Spain's Rating Lifted by S&P With Prospect of Further Upgrade
(Bloomberg) -- Spain’s credit rating was raised one level to A- by S&P Global Ratings, which cited expectations that economic growth will outpace the euro area and that the government’s budget deficit will shrink.
“We raised our ratings on Spain in view of the country’s continuously strong economic performance, accompanied by a solid current account surplus and ongoing budgetary consolidation,” S&P said in a statement Friday announcing the shift to its seventh-highest ranking.
Spain’s economy is recovering from a property crash that forced a banking bailout back in 2012 and has expanded for 18 quarters in a row. The Bank of Spain earlier this week raised its growth estimates through 2020 and Prime Minister Mariano Rajoy said Thursday that the country had met its 2017 deficit reduction target agreed with the European Union.

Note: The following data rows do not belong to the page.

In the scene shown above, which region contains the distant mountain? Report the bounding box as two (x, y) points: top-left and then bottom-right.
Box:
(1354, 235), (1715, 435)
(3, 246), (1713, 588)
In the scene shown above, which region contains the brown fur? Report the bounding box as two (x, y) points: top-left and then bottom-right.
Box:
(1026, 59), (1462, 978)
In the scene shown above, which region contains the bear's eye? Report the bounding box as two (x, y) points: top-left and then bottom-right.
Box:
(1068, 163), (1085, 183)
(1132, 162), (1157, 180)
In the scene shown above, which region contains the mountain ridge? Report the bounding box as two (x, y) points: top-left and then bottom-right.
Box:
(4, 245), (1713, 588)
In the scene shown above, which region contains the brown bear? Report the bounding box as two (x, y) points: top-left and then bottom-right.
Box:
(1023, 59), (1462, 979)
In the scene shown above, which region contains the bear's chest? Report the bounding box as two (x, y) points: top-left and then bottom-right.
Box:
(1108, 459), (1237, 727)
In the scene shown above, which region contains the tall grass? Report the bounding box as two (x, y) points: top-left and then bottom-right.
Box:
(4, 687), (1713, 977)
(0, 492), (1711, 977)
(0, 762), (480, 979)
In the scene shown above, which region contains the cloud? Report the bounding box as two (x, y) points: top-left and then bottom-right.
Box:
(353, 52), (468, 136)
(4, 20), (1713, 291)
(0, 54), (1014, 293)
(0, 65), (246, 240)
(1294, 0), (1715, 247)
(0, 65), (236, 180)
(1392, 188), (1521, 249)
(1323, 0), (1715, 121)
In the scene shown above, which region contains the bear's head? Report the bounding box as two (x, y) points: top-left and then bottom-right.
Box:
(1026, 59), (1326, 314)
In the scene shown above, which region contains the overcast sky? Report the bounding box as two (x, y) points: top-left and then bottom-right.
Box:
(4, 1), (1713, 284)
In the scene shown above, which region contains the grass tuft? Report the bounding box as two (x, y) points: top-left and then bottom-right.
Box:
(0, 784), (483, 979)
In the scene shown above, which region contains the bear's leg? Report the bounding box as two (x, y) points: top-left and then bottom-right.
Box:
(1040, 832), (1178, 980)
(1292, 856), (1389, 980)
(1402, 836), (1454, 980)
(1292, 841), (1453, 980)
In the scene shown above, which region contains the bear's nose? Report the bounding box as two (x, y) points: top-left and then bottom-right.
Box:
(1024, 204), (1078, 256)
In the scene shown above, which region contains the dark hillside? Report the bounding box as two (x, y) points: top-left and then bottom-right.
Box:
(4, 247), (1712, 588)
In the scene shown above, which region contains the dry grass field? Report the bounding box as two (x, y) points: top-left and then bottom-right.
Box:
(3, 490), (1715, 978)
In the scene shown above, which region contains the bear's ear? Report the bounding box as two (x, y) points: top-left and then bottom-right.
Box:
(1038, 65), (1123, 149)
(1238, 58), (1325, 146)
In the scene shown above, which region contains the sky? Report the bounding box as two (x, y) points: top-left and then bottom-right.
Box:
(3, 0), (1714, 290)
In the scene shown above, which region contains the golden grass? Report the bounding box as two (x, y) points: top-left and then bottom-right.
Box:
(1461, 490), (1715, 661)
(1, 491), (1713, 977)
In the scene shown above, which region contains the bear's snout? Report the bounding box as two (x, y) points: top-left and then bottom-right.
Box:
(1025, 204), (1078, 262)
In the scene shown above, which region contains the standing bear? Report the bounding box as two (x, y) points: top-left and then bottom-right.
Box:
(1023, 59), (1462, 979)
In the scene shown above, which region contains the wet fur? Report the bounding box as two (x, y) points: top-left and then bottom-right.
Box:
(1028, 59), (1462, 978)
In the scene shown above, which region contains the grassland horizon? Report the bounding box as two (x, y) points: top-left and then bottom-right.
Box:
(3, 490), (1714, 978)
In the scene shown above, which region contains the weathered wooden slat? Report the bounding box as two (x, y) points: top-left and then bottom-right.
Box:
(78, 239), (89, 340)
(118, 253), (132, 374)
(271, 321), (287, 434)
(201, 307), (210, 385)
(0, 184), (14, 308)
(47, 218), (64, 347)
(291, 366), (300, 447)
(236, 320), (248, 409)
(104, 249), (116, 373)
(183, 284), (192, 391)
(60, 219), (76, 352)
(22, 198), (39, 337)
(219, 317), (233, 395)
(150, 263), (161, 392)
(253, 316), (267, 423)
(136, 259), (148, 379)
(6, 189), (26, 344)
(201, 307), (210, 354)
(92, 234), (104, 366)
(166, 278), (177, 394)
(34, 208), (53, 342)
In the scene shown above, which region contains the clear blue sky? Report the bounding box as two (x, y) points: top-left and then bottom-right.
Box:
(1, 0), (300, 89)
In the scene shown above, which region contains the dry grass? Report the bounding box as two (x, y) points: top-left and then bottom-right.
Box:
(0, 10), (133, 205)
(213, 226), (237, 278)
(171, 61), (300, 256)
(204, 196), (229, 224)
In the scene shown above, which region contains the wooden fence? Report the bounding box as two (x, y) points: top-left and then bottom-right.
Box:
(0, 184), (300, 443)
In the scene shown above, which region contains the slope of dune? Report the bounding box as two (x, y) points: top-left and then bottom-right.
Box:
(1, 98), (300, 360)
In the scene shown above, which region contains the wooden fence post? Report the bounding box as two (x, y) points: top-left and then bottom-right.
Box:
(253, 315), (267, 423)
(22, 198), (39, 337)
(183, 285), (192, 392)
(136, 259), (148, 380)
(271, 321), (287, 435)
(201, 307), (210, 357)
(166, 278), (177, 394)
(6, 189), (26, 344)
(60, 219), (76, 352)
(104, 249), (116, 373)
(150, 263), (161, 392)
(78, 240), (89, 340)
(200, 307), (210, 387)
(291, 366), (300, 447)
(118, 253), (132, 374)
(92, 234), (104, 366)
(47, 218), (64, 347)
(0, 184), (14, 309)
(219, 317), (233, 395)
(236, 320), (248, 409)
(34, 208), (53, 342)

The ratings firm, which previously had a BBB+ rating for Spain, also maintained its positive outlook on the nation, meaning it could lift its credit score further within the coming two years.

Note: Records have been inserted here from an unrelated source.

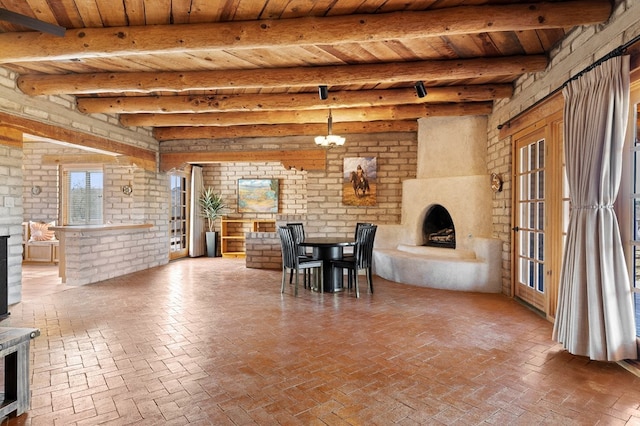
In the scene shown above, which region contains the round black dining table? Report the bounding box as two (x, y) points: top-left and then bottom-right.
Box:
(299, 237), (355, 292)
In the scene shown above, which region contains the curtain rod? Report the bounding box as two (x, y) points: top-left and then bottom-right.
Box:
(497, 32), (640, 130)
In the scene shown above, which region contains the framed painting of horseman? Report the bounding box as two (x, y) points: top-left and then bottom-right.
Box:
(343, 157), (377, 206)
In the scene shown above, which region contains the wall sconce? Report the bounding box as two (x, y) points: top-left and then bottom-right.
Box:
(490, 173), (503, 193)
(30, 185), (41, 196)
(414, 81), (427, 98)
(318, 85), (328, 100)
(122, 185), (133, 195)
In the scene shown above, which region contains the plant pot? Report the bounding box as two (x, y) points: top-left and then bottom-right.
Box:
(205, 231), (217, 257)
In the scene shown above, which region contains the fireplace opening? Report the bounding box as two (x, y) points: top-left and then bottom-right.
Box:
(422, 204), (455, 249)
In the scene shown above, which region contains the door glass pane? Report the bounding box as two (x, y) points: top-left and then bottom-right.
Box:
(169, 174), (187, 254)
(633, 104), (640, 338)
(516, 137), (546, 297)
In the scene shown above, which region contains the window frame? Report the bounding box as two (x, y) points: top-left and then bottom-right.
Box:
(60, 164), (105, 226)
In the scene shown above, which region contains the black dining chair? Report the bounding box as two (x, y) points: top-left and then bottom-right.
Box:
(344, 222), (373, 255)
(286, 222), (312, 286)
(331, 224), (377, 298)
(355, 222), (374, 239)
(277, 226), (323, 296)
(287, 223), (306, 253)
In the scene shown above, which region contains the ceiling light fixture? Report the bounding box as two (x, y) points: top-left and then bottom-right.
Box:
(414, 81), (427, 98)
(314, 110), (345, 147)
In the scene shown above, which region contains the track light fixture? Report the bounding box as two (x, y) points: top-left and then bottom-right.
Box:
(318, 85), (328, 100)
(414, 81), (427, 98)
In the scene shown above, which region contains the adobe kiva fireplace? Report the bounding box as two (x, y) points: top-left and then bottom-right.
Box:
(372, 115), (502, 293)
(422, 204), (455, 249)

Such an upgrade could come “if the government achieves greater consolidation of public finances than we currently expect, and we observe further improvement in the monetary transmission mechanism,” S&P said. Further easing of political tensions in Catalonia would also support an upgrade, according to the firm.
This latest upgrade by S&P follows a similar move in January by Fitch Ratings, which raised its score for Spain to A- with a stable outlook. Moody’s Investors Service, which has the nation at Baa2, will give its next rating decision on April 13.
The Bank of Spain this week predicted growth of 2.7 percent in 2018, having previously estimated 2.4 percent. The central bank said risks from the Catalan independence crisis last year hadn’t fully materialized while exports and looser fiscal policy will support continued expansion.
Despite the bullish assessment, the Bank of Spain also warned about risks of fiscal slippages this year that could see the pace of deficit reduction slowing.